Troubled me for weeks this until I got help from this forum.
Something else to consider is that no PPC is ever really 'off', except for a few microseconds during hard resets, or for however long you remove the main and (if available) backup battery. Main memory is RAM, and as such is power-dependent. So 'off' in PPC lingo actually comes closer to 'suspend', and many software developers have taken to naming it suspend rather than off. Think of a notebook PC in sleep mode. It's going to eat through battery power pretty fast too.
My ancient iPAQ 3835 has a dying battery, good for about 2 hours. It drops to 75% in about a day of non-use, with nothing but the startup programs running (I use Dashboard, GigaBar, PocketMon, CityTime Today, FileDialogChange, FontOnStorage, a few other odds an ends...).
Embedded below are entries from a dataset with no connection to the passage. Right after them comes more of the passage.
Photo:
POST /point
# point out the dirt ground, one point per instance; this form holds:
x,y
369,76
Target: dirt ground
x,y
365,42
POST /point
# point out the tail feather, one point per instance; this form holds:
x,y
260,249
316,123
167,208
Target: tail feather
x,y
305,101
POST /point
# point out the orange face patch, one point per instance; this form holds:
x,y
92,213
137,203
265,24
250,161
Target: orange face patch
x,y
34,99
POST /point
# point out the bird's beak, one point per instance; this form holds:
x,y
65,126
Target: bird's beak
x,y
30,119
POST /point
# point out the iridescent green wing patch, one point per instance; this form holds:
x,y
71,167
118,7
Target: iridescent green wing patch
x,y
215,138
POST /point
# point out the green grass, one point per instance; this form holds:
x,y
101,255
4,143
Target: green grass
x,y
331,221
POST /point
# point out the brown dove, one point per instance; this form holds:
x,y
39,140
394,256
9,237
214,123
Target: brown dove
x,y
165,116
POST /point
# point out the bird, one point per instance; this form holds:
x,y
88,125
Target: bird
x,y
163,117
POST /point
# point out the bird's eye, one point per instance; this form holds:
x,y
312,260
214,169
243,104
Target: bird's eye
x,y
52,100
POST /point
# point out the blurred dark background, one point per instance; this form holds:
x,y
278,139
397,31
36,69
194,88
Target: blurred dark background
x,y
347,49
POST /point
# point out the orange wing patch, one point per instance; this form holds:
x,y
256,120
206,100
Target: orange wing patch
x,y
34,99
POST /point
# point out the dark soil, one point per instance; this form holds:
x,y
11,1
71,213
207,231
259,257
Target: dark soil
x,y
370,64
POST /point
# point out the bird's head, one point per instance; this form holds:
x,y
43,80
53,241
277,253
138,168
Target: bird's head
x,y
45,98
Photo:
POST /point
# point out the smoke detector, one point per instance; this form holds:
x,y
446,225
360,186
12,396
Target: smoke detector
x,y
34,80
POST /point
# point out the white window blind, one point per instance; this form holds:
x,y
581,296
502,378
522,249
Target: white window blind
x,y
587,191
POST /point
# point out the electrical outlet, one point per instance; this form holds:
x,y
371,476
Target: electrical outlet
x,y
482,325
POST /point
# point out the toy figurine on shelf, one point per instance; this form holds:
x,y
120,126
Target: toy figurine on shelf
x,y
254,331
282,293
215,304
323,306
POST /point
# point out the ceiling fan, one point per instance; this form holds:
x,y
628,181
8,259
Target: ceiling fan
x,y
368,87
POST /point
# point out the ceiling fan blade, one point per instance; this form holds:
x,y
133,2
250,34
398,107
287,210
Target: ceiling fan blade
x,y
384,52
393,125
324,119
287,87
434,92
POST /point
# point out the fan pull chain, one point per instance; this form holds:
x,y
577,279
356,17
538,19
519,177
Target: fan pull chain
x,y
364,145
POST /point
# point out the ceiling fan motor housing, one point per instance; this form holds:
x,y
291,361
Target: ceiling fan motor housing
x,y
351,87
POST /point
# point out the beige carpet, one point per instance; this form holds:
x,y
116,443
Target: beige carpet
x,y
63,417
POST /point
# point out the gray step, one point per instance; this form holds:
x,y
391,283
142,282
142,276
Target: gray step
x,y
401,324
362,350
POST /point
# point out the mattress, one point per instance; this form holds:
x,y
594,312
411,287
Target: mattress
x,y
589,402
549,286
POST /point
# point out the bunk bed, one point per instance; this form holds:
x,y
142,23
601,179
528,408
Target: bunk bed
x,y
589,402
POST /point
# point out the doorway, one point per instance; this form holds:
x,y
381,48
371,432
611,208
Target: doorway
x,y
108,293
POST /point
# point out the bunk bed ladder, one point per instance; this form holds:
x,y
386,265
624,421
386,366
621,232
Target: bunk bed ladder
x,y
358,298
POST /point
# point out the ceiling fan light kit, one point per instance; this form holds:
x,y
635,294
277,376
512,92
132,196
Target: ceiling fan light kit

All Consumer LiIon batteries (other than coin-type) have circuitry in the battery itself, to prevent overcharging under any circumstances.
LiIon batteries are actually quite dangerous commodoties and the only way they were allowed into the Consumer market was to include this circuitry.
Quote:
From First Link: The charge cannot be terminated on a voltage(Which is what the Axim's green light is indicating).The capacity reached at 4.2 Volts per cell is only 40 to 70% of full capacity. For this reason you need to continue to charge until the current drops, and to terminate on the low current. (Which is what the Battery's Sensing Circuitry is sensing, and then doing).
It is important to note that trickle charging is not acceptable for lithium batteries. The Li-ion chemistry cannot accept an overcharge without causing damage to the cell, possibly plating out lithium metal and becoming hazardous.